Depois, essa imagem, quase tóxica, esbate-se, dilui-se, esboroa-se na luz quase auto-alheada das cartas-poesia de Sophia. O país não lhe passava ao lado, a mediocridade, sobretudo inter-pares, a pequenez, os espartilhos, "o deserto intelectual", nada do que afectava Sena a deixava a ela indiferente. Mas o olhar dela centrava-se, como toda a sua poesia ilustra, no que estava muito para lá ou acima disso. Dona de uma excepcional competência para se deixar encantar. Pelas árvores, pelo mar, pelo sol, pelas "pedras, pinhas, resinas, água e luz". Ninguém como ela consegue daquela forma dar cor às cidades, como se fossem aguarelas de palavras. A Atenas azul: "Foi como se eu me despedisse de todos os meus desencontros, todas as minhas feridas e acordasse no primeiro dia da criação num lugar desde sempre pressentido"; Berlim "de euforia luna-park"; Roma, "num misto de nostalgia e perfeição, numa beleza que tem dentro de si uma falha secreta"; Rio de Janeiro, "de madrugada roxa, o calor roxo, o perfume roxo da terra, fruta, flor", Nova Iorque, "irmã da imaginação".

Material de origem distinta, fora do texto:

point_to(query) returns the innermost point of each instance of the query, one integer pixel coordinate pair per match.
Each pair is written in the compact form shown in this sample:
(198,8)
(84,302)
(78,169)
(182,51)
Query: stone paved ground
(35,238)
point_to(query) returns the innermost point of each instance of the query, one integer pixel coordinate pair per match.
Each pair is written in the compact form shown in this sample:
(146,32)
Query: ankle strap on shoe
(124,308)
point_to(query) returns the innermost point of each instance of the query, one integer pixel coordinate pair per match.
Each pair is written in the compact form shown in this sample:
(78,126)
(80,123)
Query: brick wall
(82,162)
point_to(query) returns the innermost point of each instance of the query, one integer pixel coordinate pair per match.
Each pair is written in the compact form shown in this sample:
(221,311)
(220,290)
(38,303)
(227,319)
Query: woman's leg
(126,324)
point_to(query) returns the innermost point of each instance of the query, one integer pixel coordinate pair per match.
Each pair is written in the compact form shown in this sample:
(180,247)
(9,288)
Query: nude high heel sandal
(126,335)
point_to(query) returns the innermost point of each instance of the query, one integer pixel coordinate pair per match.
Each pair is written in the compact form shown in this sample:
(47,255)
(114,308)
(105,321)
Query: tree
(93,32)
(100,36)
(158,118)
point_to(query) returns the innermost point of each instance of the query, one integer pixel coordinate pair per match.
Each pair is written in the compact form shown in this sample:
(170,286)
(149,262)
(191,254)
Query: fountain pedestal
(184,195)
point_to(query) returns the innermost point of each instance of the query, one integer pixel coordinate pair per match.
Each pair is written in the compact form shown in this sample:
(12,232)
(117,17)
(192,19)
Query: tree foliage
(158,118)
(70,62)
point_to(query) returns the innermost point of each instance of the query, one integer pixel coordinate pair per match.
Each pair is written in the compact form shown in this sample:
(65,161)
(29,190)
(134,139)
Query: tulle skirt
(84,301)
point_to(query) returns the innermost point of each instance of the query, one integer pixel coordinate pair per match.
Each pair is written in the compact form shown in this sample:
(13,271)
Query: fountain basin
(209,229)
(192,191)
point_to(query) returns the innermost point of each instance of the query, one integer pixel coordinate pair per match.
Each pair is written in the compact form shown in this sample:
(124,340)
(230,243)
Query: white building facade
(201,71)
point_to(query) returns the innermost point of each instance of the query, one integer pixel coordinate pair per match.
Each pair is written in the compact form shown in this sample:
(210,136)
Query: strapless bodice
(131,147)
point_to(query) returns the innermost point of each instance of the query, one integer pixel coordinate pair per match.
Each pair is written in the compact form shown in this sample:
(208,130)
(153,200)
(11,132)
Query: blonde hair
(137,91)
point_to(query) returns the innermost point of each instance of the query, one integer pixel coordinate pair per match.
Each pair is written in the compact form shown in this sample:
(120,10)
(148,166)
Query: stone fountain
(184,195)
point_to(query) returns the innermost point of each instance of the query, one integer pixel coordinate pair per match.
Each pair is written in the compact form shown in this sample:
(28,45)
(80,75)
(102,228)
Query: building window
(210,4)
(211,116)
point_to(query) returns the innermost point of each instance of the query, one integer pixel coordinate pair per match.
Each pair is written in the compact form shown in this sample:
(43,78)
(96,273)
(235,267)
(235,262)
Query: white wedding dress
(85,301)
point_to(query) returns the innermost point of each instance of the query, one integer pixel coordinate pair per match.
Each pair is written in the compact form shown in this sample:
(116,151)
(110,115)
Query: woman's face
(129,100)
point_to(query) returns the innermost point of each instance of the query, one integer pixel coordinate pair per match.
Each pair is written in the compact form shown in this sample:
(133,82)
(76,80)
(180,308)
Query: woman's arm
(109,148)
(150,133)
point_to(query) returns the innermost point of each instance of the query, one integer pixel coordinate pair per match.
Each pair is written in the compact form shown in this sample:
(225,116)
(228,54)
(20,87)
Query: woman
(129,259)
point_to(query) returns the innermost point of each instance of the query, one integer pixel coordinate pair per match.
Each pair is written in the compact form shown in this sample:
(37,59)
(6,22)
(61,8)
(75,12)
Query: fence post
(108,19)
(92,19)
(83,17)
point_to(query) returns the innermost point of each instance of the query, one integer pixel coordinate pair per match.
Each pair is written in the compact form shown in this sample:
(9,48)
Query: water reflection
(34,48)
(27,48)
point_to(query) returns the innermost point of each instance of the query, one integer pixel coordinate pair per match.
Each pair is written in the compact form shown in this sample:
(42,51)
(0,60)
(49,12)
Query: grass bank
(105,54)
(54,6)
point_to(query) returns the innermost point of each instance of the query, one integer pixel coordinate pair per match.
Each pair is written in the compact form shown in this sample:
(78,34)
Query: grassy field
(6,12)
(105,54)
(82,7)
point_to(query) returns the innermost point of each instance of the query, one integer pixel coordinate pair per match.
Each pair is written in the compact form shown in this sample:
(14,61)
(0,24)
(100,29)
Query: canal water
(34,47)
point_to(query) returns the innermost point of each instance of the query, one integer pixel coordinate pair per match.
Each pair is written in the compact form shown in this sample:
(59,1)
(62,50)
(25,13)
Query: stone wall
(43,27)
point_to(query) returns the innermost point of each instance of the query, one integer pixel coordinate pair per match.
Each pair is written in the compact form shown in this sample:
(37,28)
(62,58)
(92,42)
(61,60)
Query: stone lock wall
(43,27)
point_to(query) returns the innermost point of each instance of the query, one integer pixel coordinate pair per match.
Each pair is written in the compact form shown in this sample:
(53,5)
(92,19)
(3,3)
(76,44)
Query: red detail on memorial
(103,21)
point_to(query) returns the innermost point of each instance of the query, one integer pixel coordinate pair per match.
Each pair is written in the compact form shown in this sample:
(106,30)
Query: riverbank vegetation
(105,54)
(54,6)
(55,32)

A correspondência é um exercício sério de amizade. Eles lêem-se, criticam-se, discordam. E conspiram. E protegem-se. Sena não resiste ao permanente auto-elogio; ela entrega-se a uma discrição de uma elegância sem nome. E é também um íntimo exercício de saudade à prova de bolor. Sobre o retrato social, histórico e moral de um Portugal que percorre 19 anos, de 1959 a 1978, com uma revolução pelo meio, tenho algumas dúvidas. Com excepção das referências à PIDE, ou por isso mesmo, fica quase tudo por dizer.